Gateway Gazette

Timing Couldn’t be Worse for Alberta Carbon Tax

 

AB small businesses want appropriate environmental safeguards but 82% reject poorly-timed policy; 4 out of 5 say it will impose higher costs

Calgary, March, 2016 – New survey results from the Canadian Federation of Independent Business (CFIB) show the overwhelming majority of Alberta small business owners oppose the province’s carbon tax plan.  The news comes as Premier Notley heads to the First Ministers meeting in Vancouver today to discuss options for a Canada-wide approach to pricing carbon, and the Alberta government discusses implementation of its so-called Climate Leadership Plan.

Eighty-two per cent of Alberta entrepreneurs do not support the introduction of a carbon tax, compared to just 11 percent who do.  “Absorbing another new government-imposed cost in today’s economic environment will send business owners over the edge.  The economy is in the most fragile state in a generation, and piling on with a new carbon scheme would be incredibly damaging,” said Amber Ruddy, CFIB’s Director of Provincial Affairs for Alberta.

Four in five business owners do not believe the plan will actually help to reduce carbon emissions, while 79 per cent said it will mean higher input and operating costs for their business.  Sixty-seven percent feared it will mean consumers would have less disposable income to spend in their business, and a third fear it will make their business less competitive compared to businesses in other jurisdictions.

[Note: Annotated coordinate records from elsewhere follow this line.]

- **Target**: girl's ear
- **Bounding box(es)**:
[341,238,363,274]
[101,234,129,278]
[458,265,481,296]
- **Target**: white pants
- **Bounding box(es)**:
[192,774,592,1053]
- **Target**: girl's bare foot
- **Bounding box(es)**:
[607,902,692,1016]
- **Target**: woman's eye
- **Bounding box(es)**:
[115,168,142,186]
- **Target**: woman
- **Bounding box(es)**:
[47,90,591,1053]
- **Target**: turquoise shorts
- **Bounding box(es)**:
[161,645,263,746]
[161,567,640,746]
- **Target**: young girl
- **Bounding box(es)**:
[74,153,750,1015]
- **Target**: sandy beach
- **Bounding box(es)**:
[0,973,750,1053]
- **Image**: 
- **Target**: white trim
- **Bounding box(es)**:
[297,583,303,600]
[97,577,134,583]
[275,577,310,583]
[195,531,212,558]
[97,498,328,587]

“Alberta’s job-creators worry this is just another cash grab,” added Ruddy.  “Revenue-strapped Alberta needs to focus on enabling entrepreneurs, not creating new barriers and eroding our competitive edge.  Taking billions out of the productive yet delicate economy is a flat out bad idea, further eroding the Alberta Advantage”.

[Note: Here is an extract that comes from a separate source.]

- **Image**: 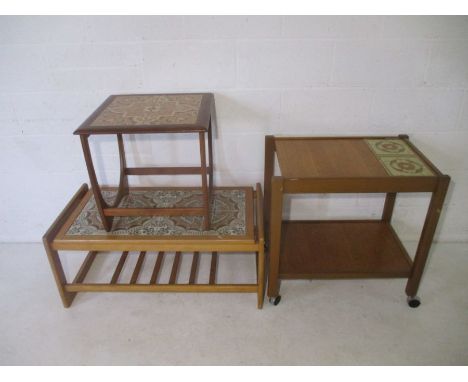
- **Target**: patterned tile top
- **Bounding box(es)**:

When asked, “Which statement best reflects your views on Alberta’s resource development,” 37 per cent support further developing the province’s resources, 61 per cent support further developing the province’s resources with appropriate environmental safeguards.  Only one per cent do not support further development in the province.

CFIB recommends the government find a better balance for policies affecting the environment and the economy.  The Alberta government must focus on ways to mitigate the impact of the recession on small business and should carefully and thoroughly consider the environmental and economic impacts of carbon pricing before moving forward.

The February 2016 Pre-Budget Survey is based on 806 CFIB member responses to a controlled-access web survey.

CFIB is Canada’s largest association of small- and medium-sized businesses with 109,000 members across every sector and region.